628.
Nu weer over muziek en zeker soort van komponisten. De stumperds van den tienden rang - en dat 's zo byzonder laag niet, by gebrek aan veel hogers - hebben zekere opvatting van waarheid, die me zeer gelegen komt als sprekend voorbeeld van wat in de kunst niet waar is. Ze maken met trompetten, saxofoons, trommels en lappen blik, den donder na. Met blaasbalgen, storm. Ze bevochtigen 't dorstig aardryk van hun kunstlievend parterre, met grauw-erwten in 'n geschudden koker. Een kus is: ‘fietsch’ of zo iets op de flageolet, waarmee men sysjes aan 't zingen brengt. Vaderlandsliefde heet boum! Idylliteit vertalen ze met piperdepi-mê-mê-mê, m... ê...ê...ê...ê uit de hobo.
Eens, by de opvoering van m'n ‘Bruid daarboven’ had de orkestmeester de romance die Caroline zingen moet, op muziek gezet. Hy illustreerde de regels:
Hoort ge daarginder in tuinen en dreven
't Leeuwrikje zingen, den nachtegaal slaan?

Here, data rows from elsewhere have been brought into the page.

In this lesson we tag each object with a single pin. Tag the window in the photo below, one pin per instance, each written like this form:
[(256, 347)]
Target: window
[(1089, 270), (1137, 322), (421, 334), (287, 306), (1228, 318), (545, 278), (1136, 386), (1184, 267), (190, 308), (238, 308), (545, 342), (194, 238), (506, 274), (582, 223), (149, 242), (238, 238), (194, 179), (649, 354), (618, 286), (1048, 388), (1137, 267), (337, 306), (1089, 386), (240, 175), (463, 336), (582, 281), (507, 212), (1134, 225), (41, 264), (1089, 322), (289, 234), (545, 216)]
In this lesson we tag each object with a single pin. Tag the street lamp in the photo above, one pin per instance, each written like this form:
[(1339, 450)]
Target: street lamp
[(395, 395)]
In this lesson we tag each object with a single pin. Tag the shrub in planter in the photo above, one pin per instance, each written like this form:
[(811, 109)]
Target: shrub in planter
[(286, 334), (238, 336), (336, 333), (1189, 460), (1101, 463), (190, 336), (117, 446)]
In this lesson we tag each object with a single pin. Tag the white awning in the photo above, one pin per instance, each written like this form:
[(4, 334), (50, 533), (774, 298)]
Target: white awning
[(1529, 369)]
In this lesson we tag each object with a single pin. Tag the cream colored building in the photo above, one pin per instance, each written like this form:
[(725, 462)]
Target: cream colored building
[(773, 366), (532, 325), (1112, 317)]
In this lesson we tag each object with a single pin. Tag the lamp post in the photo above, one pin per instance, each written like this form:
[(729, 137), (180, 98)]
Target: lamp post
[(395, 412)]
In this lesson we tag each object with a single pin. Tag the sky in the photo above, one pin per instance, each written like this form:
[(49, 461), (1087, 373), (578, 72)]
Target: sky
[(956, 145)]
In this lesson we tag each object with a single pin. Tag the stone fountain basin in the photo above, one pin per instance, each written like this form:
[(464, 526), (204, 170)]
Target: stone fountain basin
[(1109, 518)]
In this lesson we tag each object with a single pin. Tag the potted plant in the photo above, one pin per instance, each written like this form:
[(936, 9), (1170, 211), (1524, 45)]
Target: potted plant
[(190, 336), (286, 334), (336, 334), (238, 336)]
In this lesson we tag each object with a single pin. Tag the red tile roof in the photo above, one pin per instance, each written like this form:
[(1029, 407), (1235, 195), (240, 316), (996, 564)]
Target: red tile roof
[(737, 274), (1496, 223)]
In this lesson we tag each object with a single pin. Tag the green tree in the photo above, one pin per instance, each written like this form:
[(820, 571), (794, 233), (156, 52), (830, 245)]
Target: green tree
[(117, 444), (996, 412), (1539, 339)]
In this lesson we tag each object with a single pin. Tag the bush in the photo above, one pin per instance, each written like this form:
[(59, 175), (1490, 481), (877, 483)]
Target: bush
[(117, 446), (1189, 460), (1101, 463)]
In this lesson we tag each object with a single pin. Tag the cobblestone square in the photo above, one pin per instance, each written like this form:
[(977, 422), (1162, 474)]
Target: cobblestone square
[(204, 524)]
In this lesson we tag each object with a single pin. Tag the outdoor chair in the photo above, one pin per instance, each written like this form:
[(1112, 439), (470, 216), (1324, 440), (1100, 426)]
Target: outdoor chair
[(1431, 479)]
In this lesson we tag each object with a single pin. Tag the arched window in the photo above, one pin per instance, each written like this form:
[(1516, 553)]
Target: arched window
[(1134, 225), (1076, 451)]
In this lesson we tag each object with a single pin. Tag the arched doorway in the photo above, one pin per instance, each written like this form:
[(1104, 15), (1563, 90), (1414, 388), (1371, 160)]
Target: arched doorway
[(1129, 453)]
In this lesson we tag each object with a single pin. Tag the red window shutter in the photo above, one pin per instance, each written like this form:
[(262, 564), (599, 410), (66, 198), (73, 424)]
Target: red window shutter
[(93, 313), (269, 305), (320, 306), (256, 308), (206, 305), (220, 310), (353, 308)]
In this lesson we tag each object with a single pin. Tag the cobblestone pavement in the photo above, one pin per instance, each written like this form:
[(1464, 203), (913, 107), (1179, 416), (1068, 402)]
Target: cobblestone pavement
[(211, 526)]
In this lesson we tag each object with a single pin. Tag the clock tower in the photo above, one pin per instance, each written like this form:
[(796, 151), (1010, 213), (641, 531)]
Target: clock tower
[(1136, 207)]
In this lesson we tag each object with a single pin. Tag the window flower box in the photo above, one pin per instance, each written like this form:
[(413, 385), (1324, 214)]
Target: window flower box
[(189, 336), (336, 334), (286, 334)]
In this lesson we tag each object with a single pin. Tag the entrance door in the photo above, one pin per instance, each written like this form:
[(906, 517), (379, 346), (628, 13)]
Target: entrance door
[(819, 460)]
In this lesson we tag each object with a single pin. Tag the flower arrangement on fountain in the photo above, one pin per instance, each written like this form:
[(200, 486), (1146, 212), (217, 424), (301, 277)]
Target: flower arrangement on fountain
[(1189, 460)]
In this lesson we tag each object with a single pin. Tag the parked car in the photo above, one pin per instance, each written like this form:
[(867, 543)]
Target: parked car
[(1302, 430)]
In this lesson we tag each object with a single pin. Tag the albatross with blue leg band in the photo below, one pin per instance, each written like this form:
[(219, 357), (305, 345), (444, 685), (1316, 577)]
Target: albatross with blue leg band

met 'n kwinkeleerslag, die -'t was te Utrecht - alle studenten in lachen deed uitbersten. En my ook. Men kan er zeker van zyn dat deze man, indien z'n kunstzin die waarschynlyk slechts beroepskeuze was - misschien weifelde hy lang tussen muziek en komeny - indien de oorzaken die 'n muziekvervaardiger uit hem maakten, hem in plaats van den dirigeerstok, 'n penseel hadden in handen gespeeld... gewis, hy zou de verf om varkens te schilderen, uit z'n kleerborstel gehaald hebben, en waarschynlyk had hy, om de illusie volkomen te maken, kompagnieschap aangegaan met den boer uit 620, die in z'n vestzak 'n schreeuwend zwyntje by zich droeg. ‘Publiek’ zou misschien ook dán nog klagen over gebrek aan waarheid: ‘omdat toch, wél geroken, de odeur ontbrak’.